Bush nominates Leavitt for HHS position
US President Bush nominated Environmental Protection Agency chief Michael Leavitt on Monday to become his secretary of health and human services, to replace Tommy Thompson, who resigned.
Leavitt, a former governor of Utah, has been administrator of the EPA for little more than a year. If confirmed by the Senate, he will become head of a department grappling with the high cost of health care and seeking ways to make prescription drugs cheaper.
"I've come to know Mike as a fine executive, as a man of great compassion. He's an ideal choice to lead one of the largest departments of the United States government," Bush said in announcing Leavitt, 53.
He said Leavitt would take over at a critical time, with a Medicare prescription drug benefit on the way, Medicaid spending at a record and millions without health insurance.
"I look forward to learning more about Gov. Leavitt's ideas for running this important agency," he said.
Vermont Independent Sen. James Jeffords said he hoped Leavitt "will be able to move forward to protect human health and the environment, rather than repeat the poor record of the Bush administration over the past four years."
Leavitt said he would join Bush in pushing to reduce damages from malpractice lawsuits and seeking other ways to cut health care costs.
"I'm persuaded that we can use technology and innovation to meet our most noble aspirations and not compromise our other values that we hold so dear," he said.
The choice of Leavitt came near the end of Bush's selection of his team for his second term, a process that hit an embarrassing obstacle on Friday with the sudden withdrawal of Bernard Kerik for consideration as secretary of homeland security.
Kerik cited questions over the immigration status of a housekeeper and nanny he employed, but he appeared to have other issues as well.

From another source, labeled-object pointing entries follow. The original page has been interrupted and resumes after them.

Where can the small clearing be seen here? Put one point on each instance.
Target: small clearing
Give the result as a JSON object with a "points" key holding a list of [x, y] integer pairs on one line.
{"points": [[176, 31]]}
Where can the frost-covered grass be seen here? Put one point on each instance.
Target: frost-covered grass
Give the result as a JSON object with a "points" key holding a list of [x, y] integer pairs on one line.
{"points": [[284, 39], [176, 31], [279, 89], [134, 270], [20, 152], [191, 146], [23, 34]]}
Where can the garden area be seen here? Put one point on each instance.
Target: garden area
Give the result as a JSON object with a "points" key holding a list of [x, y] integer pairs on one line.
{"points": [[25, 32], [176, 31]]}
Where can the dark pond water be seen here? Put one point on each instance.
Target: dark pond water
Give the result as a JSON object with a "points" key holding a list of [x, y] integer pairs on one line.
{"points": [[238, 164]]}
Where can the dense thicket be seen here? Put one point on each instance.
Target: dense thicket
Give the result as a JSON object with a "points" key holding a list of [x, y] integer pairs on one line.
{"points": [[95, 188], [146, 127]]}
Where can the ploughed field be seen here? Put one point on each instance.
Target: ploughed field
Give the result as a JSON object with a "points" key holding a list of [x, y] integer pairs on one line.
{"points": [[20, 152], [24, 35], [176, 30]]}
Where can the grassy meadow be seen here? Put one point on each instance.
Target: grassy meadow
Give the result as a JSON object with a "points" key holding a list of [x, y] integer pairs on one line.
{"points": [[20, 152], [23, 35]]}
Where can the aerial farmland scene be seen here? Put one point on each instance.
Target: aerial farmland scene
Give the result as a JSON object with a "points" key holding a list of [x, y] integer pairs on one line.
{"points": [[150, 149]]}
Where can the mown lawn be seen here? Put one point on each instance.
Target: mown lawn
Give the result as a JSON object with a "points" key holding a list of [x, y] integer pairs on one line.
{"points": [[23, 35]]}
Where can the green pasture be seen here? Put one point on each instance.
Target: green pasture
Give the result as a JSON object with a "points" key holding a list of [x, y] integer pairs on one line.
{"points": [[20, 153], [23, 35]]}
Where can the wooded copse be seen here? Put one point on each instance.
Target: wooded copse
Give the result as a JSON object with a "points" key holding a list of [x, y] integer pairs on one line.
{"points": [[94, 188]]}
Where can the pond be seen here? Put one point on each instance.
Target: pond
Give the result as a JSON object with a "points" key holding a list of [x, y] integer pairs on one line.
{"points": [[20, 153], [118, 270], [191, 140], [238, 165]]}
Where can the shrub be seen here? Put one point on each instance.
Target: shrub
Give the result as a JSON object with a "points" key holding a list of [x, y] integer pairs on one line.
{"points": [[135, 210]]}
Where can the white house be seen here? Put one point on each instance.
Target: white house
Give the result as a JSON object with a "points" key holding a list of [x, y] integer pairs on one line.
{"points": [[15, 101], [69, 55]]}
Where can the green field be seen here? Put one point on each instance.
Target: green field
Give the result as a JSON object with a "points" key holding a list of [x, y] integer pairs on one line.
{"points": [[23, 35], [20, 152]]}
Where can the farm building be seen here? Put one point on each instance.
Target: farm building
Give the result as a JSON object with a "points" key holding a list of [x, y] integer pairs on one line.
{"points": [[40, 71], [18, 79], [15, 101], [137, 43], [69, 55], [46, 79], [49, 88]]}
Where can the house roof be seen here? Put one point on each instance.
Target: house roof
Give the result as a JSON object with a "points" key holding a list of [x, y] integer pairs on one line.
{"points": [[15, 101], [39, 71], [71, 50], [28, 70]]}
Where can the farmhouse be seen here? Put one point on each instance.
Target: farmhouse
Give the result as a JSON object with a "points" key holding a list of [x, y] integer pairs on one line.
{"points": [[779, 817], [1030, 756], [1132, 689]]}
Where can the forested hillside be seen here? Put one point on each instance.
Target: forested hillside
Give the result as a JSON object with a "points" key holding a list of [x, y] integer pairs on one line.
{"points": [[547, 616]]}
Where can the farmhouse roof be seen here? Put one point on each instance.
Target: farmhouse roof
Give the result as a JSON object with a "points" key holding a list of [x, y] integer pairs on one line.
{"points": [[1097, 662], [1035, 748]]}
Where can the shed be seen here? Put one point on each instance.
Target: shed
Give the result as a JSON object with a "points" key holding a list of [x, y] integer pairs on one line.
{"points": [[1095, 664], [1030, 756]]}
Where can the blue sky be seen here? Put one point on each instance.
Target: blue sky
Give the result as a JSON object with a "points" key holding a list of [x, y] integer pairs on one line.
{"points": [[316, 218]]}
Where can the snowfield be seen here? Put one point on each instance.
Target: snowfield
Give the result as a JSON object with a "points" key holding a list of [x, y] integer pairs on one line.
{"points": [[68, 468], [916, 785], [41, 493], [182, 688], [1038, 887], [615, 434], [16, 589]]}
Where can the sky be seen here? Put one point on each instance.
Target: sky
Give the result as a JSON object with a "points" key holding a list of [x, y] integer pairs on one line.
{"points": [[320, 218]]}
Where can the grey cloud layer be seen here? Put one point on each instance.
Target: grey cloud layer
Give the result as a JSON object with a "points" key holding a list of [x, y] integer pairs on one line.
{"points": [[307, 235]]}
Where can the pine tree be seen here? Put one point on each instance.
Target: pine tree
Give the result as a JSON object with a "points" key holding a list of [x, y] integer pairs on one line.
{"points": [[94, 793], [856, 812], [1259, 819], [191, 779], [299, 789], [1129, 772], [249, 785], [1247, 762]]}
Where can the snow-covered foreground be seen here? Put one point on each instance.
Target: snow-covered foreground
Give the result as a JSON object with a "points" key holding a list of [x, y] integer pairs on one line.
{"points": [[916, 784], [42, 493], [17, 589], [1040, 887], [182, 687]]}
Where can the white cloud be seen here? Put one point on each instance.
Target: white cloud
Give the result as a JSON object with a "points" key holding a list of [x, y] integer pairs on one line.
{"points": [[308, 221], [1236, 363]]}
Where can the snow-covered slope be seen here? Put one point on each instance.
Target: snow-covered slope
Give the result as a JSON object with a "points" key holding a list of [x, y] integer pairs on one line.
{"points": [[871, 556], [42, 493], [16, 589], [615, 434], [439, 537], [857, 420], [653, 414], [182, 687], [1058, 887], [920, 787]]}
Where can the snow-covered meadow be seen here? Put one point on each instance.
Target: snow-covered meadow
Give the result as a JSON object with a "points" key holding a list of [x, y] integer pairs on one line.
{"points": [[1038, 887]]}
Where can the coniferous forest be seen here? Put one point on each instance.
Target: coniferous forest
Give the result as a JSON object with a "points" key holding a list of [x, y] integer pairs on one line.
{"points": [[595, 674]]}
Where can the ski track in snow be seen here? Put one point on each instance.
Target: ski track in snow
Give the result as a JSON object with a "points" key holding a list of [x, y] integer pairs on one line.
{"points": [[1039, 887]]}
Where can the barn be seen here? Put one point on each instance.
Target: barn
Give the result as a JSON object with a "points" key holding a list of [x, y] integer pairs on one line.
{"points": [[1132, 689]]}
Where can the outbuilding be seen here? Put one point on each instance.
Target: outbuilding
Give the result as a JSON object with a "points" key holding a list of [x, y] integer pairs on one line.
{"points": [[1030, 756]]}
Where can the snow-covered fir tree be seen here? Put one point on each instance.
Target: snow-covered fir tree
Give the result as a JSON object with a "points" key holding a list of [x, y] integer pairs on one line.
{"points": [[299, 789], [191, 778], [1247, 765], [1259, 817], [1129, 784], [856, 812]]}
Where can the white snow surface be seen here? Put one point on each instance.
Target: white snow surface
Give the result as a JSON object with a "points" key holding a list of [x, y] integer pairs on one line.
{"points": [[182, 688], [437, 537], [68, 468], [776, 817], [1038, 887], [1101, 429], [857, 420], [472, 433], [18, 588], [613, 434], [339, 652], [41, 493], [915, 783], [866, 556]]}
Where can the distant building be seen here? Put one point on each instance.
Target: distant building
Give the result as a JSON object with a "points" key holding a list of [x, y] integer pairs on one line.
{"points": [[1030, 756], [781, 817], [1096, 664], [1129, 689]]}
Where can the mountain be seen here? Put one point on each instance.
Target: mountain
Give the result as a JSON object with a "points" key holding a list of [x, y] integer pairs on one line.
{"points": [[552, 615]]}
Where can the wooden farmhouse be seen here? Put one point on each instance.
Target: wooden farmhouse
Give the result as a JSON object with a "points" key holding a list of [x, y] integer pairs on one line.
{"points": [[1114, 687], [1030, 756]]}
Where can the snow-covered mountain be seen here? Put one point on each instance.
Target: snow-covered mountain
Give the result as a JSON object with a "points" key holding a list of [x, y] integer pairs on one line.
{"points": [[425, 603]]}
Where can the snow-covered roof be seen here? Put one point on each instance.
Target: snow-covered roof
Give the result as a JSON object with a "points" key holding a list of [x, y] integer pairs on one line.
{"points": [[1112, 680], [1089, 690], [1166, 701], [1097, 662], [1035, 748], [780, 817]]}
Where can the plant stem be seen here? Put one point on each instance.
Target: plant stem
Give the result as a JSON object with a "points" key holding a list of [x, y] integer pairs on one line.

The New York Daily News reported on Monday that Kerik, a former New York police commissioner, was conducting two extramarital affairs at the same time. There were also reports about connections he had to a construction company with alleged ties to the mob.
White House spokesman Scott McClellan defended vetting procedures that allowed Kerik to be nominated before a thorough background investigation was completed.
He indicated it was up to Kerik to provide some information about the household help to help the process along.
"In that process, we rely, to some degree, on that candidate to provide us with all the information we need to complete that phase of the vetting process," he said.
He also said Bush was not upset with former New York Mayor Rudolph Giuliani for recommending Kerik. Bush and Giuliani and their wives had dinner at the White House on Sunday night, and Giuliani apologized, which McClellan said was unnecessary.
A search is now under way for a replacement for Tom Ridge as secretary of homeland security. Among candidates were Asa Hutchison, the undersecretary of homeland security, Fran Townsend, the White House homeland security adviser, and the former chief of the Federal Emergency Management Agency, Joe Allbaugh.
A candidate for replacing Leavitt as EPA administrator was the chairman of the White House Council on Environmental Quality, James Connaughton.
In announcing Leavitt, Bush cited his record as a governor deeply involved in welfare reform.
The choice was applauded by both John Nelson, president of the American Medical Association, and Dick Davidson, president of the American Hospital Association, while the Physicians for Social Responsibility expressed disappointment.
"As administrator of the Environmental Protection Agency, he consistently undercut and failed to enforce regulations to protect public health," the group said.